Function. In many ways, though, closely held shares behave the same as actively traded shares: They both represent ownership rights in the corporation; and they both come with the same right to vote, receive dividends, and collect a distribution of the company’s net assets if the company is liquidated. The biggest difference is not so much in the shares themselves, but in the ownership structure of the company that is issuing them.

Stability. Because closely held shares do not trade frequently in the open market, it is the value of the company itself, rather than market sentiment or irrational investor activity, that generally determines the share price. Also, all decisions made on the behalf of the business are solely for the interest of the business itself, with fewer external constituents to satisfy. So closely held companies tend to be more stable than other companies.

Working Capital. Although they might enjoy greater stability than widely traded corporations, closely held corporations also might find it more difficult to raise additional capital through the sale of associated stock.
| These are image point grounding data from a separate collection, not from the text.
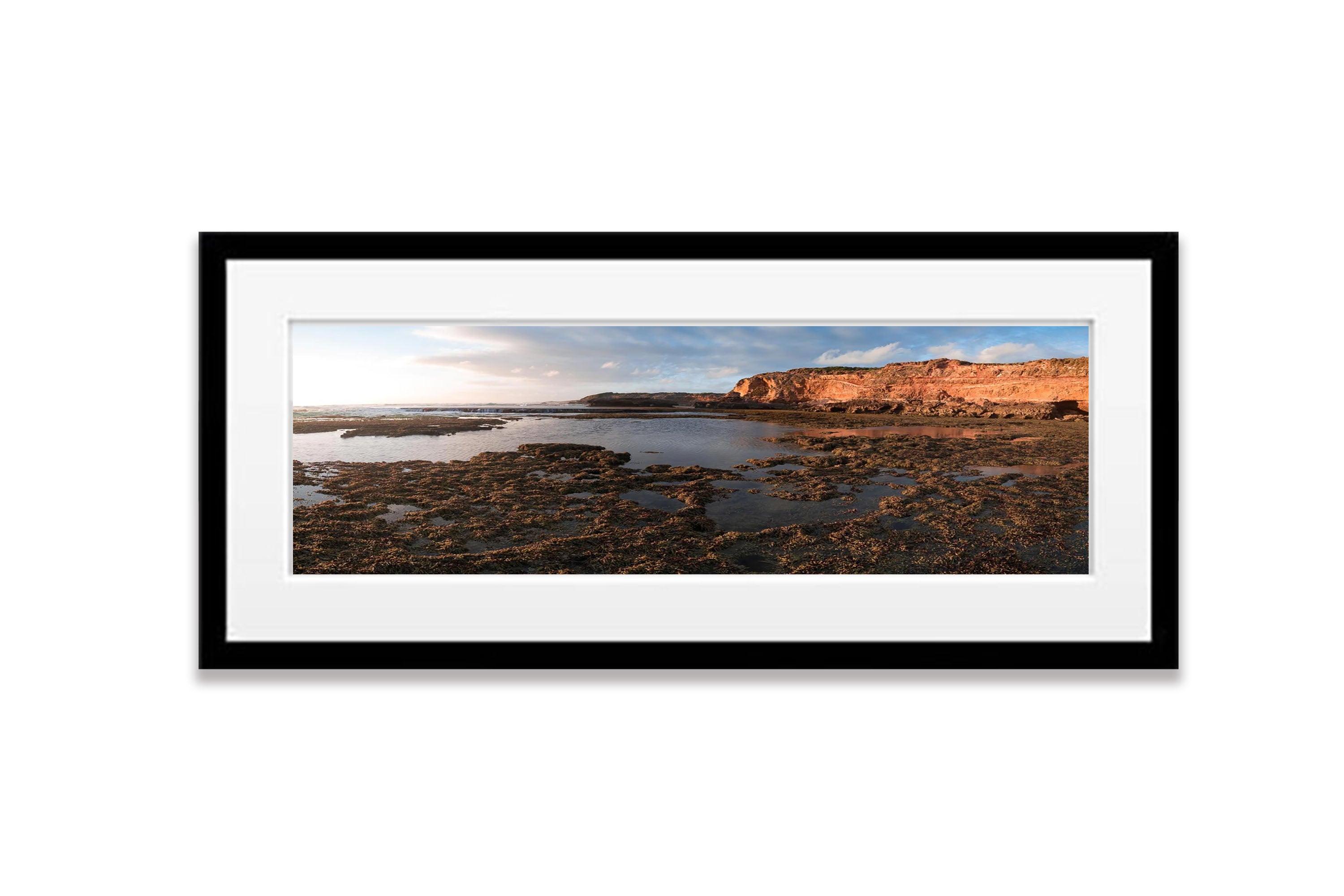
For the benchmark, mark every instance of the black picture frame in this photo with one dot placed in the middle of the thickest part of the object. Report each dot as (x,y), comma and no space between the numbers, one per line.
(217,652)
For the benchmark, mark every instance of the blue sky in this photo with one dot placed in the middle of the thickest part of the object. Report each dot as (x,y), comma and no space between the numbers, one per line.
(393,363)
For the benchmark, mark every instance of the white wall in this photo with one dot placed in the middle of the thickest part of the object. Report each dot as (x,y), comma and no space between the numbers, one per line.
(131,127)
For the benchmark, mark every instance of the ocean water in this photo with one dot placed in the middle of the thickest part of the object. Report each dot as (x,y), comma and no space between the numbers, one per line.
(679,441)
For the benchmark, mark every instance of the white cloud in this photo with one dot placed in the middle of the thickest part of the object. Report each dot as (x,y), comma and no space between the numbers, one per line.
(951,350)
(1008,353)
(859,357)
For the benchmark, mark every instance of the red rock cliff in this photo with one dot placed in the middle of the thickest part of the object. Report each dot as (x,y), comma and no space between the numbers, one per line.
(924,386)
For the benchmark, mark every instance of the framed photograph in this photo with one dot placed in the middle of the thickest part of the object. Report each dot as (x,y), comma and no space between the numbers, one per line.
(689,450)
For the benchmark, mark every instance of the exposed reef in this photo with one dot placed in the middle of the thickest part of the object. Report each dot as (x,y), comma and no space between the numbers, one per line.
(397,425)
(894,504)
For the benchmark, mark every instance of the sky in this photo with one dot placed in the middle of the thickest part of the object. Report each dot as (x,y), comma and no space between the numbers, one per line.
(397,363)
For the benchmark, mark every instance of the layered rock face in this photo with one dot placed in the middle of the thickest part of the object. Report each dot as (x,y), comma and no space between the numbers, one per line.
(943,388)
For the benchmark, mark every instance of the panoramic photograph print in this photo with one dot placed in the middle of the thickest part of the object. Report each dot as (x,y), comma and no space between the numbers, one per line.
(519,450)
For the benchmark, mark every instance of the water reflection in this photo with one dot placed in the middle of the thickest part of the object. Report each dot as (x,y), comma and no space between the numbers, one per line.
(307,495)
(746,512)
(682,441)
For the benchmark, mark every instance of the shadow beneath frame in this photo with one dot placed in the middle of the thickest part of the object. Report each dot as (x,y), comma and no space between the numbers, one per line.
(711,677)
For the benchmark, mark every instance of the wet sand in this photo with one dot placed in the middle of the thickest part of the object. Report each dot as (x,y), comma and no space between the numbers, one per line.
(894,501)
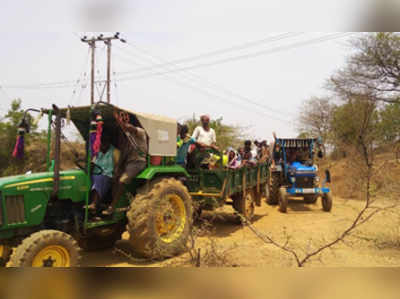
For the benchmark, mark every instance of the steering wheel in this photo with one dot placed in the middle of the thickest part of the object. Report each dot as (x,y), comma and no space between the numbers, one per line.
(93,166)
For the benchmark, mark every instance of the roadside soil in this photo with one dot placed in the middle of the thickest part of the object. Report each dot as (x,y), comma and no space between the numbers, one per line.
(375,244)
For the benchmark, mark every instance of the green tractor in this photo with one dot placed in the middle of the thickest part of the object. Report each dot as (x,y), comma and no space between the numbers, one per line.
(44,217)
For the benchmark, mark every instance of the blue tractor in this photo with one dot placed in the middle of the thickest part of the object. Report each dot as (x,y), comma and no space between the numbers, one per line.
(294,173)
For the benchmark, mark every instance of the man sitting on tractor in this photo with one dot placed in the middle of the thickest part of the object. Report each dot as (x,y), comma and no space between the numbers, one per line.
(133,160)
(205,135)
(106,160)
(183,143)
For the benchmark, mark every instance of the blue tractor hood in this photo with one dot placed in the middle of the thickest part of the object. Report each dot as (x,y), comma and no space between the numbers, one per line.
(300,169)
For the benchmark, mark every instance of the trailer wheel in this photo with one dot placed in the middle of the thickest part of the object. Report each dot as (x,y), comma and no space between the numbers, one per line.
(283,200)
(327,202)
(310,199)
(160,221)
(5,253)
(47,248)
(102,237)
(245,205)
(274,186)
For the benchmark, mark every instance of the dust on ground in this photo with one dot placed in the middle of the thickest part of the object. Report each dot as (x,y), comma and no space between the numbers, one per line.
(375,244)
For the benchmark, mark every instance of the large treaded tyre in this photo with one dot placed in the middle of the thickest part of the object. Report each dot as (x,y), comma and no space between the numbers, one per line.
(274,186)
(160,221)
(5,254)
(327,202)
(47,248)
(245,205)
(102,237)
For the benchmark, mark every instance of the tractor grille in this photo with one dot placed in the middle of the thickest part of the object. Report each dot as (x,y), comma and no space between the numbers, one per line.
(304,182)
(1,210)
(15,209)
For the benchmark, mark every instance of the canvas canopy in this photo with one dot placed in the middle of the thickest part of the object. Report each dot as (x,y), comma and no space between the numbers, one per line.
(161,131)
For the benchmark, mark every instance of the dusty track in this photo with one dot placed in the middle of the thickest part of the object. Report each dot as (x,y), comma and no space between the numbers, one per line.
(375,244)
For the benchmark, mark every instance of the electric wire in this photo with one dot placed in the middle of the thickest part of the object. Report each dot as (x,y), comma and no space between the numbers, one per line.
(240,57)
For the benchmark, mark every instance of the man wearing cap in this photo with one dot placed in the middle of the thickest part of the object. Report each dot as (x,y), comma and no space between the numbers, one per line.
(204,134)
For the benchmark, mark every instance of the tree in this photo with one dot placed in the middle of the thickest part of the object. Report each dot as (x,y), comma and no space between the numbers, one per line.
(315,118)
(373,70)
(390,123)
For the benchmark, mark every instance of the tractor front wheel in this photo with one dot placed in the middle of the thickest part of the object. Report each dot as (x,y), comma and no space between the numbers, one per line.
(47,248)
(160,221)
(245,205)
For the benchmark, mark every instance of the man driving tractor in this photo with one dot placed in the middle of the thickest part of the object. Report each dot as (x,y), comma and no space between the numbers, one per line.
(134,147)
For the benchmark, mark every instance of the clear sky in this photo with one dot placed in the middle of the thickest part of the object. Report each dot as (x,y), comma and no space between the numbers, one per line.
(261,87)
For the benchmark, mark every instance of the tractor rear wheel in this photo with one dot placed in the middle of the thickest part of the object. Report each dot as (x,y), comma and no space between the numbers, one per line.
(5,253)
(283,200)
(245,205)
(160,221)
(102,237)
(274,186)
(47,248)
(327,202)
(310,199)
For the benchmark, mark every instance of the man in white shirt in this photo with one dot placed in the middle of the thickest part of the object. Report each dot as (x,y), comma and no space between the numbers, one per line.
(204,135)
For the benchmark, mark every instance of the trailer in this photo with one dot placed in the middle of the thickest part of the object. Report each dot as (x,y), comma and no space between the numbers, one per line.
(242,188)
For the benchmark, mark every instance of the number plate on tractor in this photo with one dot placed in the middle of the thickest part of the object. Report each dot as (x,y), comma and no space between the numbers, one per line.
(308,191)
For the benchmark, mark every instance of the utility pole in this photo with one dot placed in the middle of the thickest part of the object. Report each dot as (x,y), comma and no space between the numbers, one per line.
(92,44)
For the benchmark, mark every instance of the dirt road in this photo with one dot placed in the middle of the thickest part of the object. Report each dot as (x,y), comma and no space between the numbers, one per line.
(375,244)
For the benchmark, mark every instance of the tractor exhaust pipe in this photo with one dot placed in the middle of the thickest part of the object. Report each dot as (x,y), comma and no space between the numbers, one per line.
(57,151)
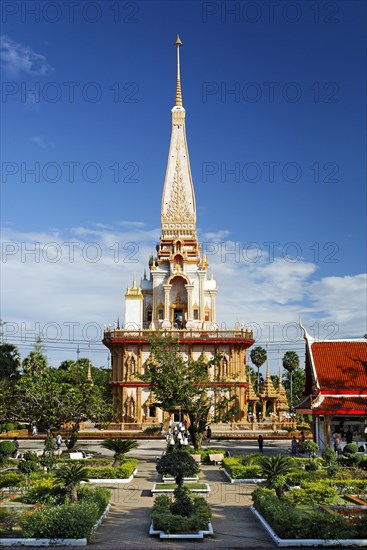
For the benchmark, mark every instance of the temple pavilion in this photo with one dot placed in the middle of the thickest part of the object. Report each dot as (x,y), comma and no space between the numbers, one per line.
(179,298)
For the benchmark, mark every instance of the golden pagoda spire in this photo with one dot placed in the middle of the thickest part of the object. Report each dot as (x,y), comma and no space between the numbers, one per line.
(178,101)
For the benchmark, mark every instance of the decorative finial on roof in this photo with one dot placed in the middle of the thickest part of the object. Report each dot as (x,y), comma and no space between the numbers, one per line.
(178,102)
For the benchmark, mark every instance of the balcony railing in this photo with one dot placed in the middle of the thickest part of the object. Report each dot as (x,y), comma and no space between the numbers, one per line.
(184,334)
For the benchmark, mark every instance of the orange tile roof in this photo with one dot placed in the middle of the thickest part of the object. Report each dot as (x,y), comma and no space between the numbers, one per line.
(340,365)
(343,405)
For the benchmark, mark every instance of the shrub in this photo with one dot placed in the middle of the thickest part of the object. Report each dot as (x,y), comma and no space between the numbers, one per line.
(97,495)
(7,448)
(44,491)
(350,449)
(311,493)
(12,480)
(238,471)
(289,522)
(109,472)
(182,505)
(329,455)
(8,427)
(152,430)
(178,464)
(66,521)
(164,520)
(204,453)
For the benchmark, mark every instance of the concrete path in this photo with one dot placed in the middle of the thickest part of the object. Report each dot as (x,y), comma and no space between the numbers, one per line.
(128,522)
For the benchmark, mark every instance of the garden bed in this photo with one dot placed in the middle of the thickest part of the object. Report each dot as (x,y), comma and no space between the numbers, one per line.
(170,487)
(198,535)
(305,542)
(113,479)
(186,479)
(243,480)
(22,541)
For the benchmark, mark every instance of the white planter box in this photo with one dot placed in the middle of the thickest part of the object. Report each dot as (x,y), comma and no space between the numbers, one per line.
(198,535)
(249,480)
(186,479)
(305,542)
(53,542)
(154,490)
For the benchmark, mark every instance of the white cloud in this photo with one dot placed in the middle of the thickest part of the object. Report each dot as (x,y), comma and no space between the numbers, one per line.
(80,276)
(39,140)
(18,59)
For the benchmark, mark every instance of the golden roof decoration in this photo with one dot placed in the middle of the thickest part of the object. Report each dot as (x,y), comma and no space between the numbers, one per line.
(268,391)
(178,211)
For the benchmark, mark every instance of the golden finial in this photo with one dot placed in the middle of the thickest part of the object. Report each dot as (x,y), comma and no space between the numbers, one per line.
(178,102)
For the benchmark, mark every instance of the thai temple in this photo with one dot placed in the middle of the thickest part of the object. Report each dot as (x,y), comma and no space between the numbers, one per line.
(178,298)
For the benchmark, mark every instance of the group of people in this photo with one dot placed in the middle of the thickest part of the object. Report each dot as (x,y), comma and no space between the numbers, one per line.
(338,439)
(179,432)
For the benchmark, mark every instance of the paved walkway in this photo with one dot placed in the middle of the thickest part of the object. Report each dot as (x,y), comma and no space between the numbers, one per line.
(127,524)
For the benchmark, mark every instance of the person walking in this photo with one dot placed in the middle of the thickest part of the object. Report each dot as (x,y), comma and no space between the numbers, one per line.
(208,434)
(16,444)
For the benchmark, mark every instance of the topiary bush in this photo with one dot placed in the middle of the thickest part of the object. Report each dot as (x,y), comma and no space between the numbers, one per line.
(8,427)
(12,480)
(65,521)
(96,495)
(164,520)
(311,493)
(238,471)
(7,448)
(122,472)
(350,449)
(44,491)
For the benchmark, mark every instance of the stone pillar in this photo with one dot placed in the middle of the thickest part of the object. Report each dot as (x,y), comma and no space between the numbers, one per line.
(138,404)
(189,289)
(166,323)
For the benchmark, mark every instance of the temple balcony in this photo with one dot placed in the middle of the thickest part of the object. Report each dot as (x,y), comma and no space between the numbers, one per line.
(115,335)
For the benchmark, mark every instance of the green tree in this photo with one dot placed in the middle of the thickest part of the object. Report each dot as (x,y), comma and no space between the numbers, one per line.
(258,357)
(71,476)
(9,361)
(275,468)
(186,386)
(291,363)
(298,384)
(120,447)
(50,401)
(177,463)
(34,363)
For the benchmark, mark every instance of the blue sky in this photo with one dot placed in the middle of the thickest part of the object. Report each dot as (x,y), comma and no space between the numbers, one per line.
(275,102)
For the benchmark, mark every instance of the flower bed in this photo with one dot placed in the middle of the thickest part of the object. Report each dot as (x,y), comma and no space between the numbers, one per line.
(65,521)
(297,525)
(170,487)
(169,523)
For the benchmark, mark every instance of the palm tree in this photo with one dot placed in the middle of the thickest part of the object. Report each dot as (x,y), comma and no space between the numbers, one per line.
(291,363)
(275,468)
(9,361)
(258,357)
(71,475)
(120,448)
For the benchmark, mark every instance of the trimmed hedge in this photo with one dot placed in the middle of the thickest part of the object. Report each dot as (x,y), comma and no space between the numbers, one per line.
(66,521)
(164,520)
(124,471)
(12,480)
(237,471)
(289,522)
(204,453)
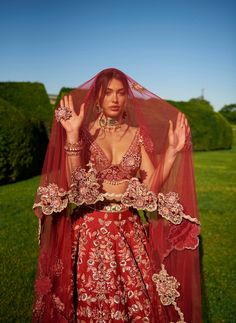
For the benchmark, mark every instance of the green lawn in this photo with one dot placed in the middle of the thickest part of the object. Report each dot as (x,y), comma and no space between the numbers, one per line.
(216,178)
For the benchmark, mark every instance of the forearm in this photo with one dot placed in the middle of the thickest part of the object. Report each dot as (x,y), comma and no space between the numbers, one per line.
(162,171)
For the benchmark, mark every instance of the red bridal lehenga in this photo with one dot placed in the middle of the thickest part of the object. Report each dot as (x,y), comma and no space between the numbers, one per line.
(130,257)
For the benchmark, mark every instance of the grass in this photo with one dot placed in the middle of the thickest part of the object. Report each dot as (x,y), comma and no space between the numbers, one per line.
(215,179)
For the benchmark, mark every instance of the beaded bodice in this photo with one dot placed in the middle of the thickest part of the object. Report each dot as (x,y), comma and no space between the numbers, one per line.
(114,173)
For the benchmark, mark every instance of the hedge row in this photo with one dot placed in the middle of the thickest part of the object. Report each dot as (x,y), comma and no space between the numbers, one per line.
(210,130)
(29,98)
(25,113)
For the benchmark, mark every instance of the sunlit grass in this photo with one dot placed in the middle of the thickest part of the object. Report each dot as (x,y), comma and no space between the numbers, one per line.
(215,179)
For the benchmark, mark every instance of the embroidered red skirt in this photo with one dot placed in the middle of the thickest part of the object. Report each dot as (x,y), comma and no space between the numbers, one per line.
(112,271)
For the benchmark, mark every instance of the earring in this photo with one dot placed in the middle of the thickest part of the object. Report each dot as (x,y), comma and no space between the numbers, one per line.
(98,108)
(124,115)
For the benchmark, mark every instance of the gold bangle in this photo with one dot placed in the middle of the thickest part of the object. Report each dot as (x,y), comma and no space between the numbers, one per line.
(73,148)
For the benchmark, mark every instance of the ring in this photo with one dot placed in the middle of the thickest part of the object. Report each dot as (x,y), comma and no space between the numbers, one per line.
(63,113)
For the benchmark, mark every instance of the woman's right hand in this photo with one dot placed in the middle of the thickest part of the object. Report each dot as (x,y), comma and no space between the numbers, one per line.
(73,124)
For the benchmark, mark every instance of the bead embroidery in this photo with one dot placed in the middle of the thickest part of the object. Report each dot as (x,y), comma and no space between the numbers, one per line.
(84,187)
(166,286)
(138,196)
(111,274)
(115,173)
(52,199)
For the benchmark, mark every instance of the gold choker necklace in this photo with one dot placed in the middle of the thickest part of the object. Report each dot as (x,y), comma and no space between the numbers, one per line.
(107,123)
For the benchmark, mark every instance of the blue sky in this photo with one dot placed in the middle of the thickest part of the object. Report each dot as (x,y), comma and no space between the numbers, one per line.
(174,48)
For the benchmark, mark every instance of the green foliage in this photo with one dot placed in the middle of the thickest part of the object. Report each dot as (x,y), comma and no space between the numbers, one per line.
(30,99)
(23,144)
(229,112)
(63,91)
(210,130)
(215,177)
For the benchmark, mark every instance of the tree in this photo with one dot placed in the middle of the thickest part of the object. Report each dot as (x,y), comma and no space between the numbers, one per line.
(229,112)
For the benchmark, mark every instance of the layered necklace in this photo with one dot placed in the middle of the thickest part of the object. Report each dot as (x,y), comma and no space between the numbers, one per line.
(108,123)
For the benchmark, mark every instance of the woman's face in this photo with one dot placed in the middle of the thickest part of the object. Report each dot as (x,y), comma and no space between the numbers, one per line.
(114,102)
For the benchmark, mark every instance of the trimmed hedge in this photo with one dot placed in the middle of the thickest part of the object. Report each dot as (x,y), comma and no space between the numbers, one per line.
(229,112)
(29,98)
(23,143)
(63,91)
(210,130)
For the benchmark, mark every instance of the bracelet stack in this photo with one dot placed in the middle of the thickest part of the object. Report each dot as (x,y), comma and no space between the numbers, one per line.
(73,149)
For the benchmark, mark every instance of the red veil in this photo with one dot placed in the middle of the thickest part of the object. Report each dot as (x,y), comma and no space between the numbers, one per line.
(173,227)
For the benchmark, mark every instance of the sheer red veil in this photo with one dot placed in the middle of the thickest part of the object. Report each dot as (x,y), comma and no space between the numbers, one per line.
(173,228)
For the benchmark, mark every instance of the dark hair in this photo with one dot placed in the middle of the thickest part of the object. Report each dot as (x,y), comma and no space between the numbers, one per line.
(103,79)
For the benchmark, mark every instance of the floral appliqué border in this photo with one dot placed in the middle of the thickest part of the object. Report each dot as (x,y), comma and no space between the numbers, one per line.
(166,287)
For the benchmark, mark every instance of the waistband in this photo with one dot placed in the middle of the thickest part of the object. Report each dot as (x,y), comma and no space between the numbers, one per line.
(105,206)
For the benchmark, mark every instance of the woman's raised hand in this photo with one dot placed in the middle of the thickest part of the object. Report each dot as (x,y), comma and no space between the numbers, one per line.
(73,124)
(178,135)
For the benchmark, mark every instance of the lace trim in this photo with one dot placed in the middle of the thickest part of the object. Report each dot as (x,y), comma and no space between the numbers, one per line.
(52,199)
(138,196)
(170,208)
(166,287)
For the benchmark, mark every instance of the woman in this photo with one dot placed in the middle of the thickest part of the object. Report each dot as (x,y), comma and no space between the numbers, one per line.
(117,208)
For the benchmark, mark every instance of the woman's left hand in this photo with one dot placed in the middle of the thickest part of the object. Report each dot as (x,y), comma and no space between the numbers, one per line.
(177,136)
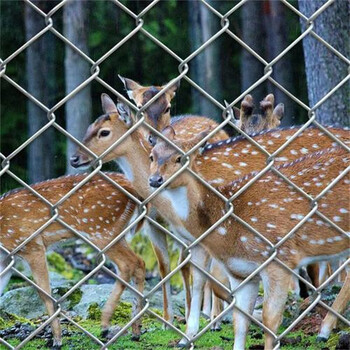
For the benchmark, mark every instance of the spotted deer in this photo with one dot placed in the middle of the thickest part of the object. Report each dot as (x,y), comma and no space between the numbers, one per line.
(97,210)
(132,156)
(250,122)
(158,116)
(158,113)
(272,207)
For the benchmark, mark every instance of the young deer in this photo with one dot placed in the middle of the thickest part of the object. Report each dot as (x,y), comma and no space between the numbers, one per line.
(252,123)
(158,116)
(158,113)
(239,250)
(97,210)
(132,156)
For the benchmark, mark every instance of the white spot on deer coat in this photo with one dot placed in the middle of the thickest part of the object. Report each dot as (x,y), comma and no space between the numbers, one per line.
(222,231)
(179,200)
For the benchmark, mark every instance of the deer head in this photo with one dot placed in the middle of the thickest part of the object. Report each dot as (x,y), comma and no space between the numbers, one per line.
(166,160)
(102,133)
(158,113)
(251,122)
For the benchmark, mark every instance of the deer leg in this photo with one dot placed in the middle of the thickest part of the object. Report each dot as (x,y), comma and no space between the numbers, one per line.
(38,265)
(126,260)
(4,277)
(330,321)
(139,277)
(207,299)
(216,310)
(160,247)
(276,281)
(201,257)
(314,271)
(186,280)
(245,300)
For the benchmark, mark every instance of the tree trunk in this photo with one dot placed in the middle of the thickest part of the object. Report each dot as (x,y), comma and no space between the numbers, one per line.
(324,70)
(40,80)
(276,42)
(78,108)
(253,35)
(204,69)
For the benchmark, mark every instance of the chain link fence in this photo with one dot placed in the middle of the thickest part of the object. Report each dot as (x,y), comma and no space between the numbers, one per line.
(228,120)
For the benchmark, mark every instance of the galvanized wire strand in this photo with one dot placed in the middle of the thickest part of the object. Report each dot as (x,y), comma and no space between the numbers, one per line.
(228,119)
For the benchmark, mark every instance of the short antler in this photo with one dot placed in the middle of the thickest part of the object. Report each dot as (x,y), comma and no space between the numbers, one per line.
(247,106)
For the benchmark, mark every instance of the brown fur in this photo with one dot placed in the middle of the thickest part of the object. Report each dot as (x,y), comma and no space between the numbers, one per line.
(315,238)
(98,208)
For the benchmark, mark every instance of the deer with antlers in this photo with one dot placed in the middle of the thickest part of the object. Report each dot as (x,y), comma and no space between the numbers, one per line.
(97,210)
(133,156)
(240,250)
(157,115)
(252,123)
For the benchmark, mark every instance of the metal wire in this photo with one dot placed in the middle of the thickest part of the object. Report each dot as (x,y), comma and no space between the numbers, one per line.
(228,119)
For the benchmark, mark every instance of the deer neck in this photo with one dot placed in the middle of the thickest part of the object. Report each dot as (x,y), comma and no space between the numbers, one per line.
(135,166)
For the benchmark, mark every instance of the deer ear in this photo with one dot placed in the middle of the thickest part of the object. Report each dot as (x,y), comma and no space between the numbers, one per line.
(247,105)
(279,111)
(169,132)
(108,106)
(124,113)
(172,90)
(130,86)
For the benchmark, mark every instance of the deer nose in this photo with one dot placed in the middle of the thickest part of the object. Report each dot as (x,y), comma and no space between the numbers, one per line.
(74,161)
(156,181)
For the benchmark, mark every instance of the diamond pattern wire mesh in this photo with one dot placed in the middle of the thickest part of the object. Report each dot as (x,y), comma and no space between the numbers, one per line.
(142,205)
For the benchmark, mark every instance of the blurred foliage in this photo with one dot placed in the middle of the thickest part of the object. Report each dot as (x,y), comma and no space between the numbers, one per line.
(143,246)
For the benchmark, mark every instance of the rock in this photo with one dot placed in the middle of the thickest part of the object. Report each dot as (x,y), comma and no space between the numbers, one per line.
(98,294)
(25,302)
(344,342)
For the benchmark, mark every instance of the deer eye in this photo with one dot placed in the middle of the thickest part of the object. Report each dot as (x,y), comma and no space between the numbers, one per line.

Takeovers. Closely held corporations are more resistant to hostile takeovers and proxy wars than are publicly traded companies. Their close-knit nature, and the fact that controlling shareholders rarely release any of their shares, make it difficult for an outside entity to gain a foothold in attempting a takeover, thus adding another measure of stability.

Valuation: It is usually more difficult to value a closely held company. Because there is no public marketplace for selling its shares, it may be challenging to obtain the data necessary to make a valuation analysis. On the other hand, it is easy to assess the value of a publicly held company both because it is valued by the worth of its stockholders, and because the corporation’s filings are publicly accessible.

Availability. There are few opportunities for investors to purchase closely held shares. However, publicly traded shares are generally readily available; buying and selling them is as simple as placing an order with any broker or brokerage firm.

Tax Implications. When a company’s shares are closely held, the company could apply for S Corporation (S Subchapter) status with the Internal Revenue Service. If the company qualifies, it would report income but not pay taxes. Instead, the shareholders in the S Corporation would pay taxes on their proportional share of the profits. If the S Corporation sees losses, then the owners of the closely held shares would receive tax deductions.